With the proposed convergent linear reward (the orange line) that Steemit Inc is currently speaking out its support for, you can pick a value for S (different type of S) to fit a desired incentive level between two set account sizes, but the problem is doing so doesn't create the same incentive at a wider range of account sizes.
If you look at the orange line, tuned for Orca incentive to make my point, Orca accounts are effectively yet modestly incentified not to break up their account into 100 or more smaller accounts. But looking at whales, there is little to zero incentive for a whale not to break up his stake into 100 or more smaller accounts, so no scaling up. Looking at a dolphin account, the incentive for a dolphin not to break up his stake into a hundred or more accounts is over the top and as a result, new accounts are hit really hard by this curve that is tuned for Orca incentive. This I hope shows the orange line is unfair and lacks scaling.
In contrast, the blue line creates equal incentives for dolphins, Orcas and whales not to break up their stake into 100+ puppet accounts.
Hope this clarifies the curves.
Can you plot your scaling curve on the mvest scale? Basically have x be MVEST and y be $ vote value?
I think that is in the end the metric we all can grasp. And any discussion about it needs to show how it differs in this comparison from other curves and why that is good.
Edit: your current plot compares apples with oranges, as the other curves all apply on the resulting rshares and your curve applies per voter. Which makes a difference, as your x axis is personal vests in your blue line but rshares on the post in the orange line.

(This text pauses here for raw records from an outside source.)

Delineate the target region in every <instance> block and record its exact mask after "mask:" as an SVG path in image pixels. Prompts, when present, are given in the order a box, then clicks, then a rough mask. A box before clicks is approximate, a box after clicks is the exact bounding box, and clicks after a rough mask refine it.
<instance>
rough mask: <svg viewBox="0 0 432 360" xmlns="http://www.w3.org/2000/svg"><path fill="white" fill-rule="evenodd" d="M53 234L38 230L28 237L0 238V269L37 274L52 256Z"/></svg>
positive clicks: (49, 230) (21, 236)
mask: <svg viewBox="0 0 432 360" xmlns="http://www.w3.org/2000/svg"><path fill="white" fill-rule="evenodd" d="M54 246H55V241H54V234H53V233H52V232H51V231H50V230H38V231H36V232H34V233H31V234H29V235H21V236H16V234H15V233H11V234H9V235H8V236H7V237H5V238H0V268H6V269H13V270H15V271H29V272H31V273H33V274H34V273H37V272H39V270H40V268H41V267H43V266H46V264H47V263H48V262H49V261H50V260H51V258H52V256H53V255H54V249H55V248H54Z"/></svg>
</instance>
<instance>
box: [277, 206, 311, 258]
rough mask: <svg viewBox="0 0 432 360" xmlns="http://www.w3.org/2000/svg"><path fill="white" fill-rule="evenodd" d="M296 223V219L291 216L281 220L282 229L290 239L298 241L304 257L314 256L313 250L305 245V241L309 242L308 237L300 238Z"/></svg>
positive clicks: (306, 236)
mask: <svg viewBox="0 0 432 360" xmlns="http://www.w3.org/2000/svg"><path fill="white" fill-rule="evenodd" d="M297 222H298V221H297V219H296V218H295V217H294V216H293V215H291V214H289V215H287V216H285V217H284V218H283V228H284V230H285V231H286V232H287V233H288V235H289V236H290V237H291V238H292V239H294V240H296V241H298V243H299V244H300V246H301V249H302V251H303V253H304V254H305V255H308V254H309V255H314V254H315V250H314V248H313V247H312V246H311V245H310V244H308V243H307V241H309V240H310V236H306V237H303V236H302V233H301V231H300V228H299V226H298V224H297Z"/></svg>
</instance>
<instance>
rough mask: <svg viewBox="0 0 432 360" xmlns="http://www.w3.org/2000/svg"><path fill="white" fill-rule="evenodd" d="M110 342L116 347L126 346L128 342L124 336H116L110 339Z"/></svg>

No oranges, all apples! Comparing reward scaling functions to reward scaling functions, that is what my blog post is about. Maybe read @trafalgar's post for some background on the orange line. @trafalgar talks in terms of n^2/(1+n) that as scaling function translate to n/(1+cn)
In this plot the X axis is in VEST on a log scale (added the fish type graphics to make it understandable to people who don't think in terms of MVEST)and the Y axis represents . The Y axis can ve seen as $ vote value "per MVEST".
You could multiply each of the equation by some c x V, but doing so will just show slightly curved almost linear lines that truly don't communicate what the "per MVEST" graph communicates. That's the whole problem I am trying to address here. If you use a lineair X axis or plot $ against MVEST or both, you end up obfiscating that whatever S you choose for the orange curve, you either allow orcas and whales to not be incentified to good behaviour, or you end up screwing over new accounts so badly that you basically end up stating that we are full and new accounts are no longer welcome.
But in case you want to play with the scaling equations a bit, here is the code I used to make this graph:
Hope this one helps. Removed the floor function as that one seems to truly confuse you while its sole purpose was to take away confusion for the average user, so if it confuses you it loses its purpose.
The blue line is the current linear reward n -> c.
The brown, pink and gray line are the linear convergent rewards Sn/(1+Sn) -> c/(1+Sn) for different values of S.
The orange, green and purple lines are my nS^log(n)-> S^log(n+c) lines for different values of S.
Again, note that the scale for X is logaritmic, while the Y axis is linear and conveys the reward per unit of influence in order to clearly demonstrate the scaling properties of the reward scaling functions.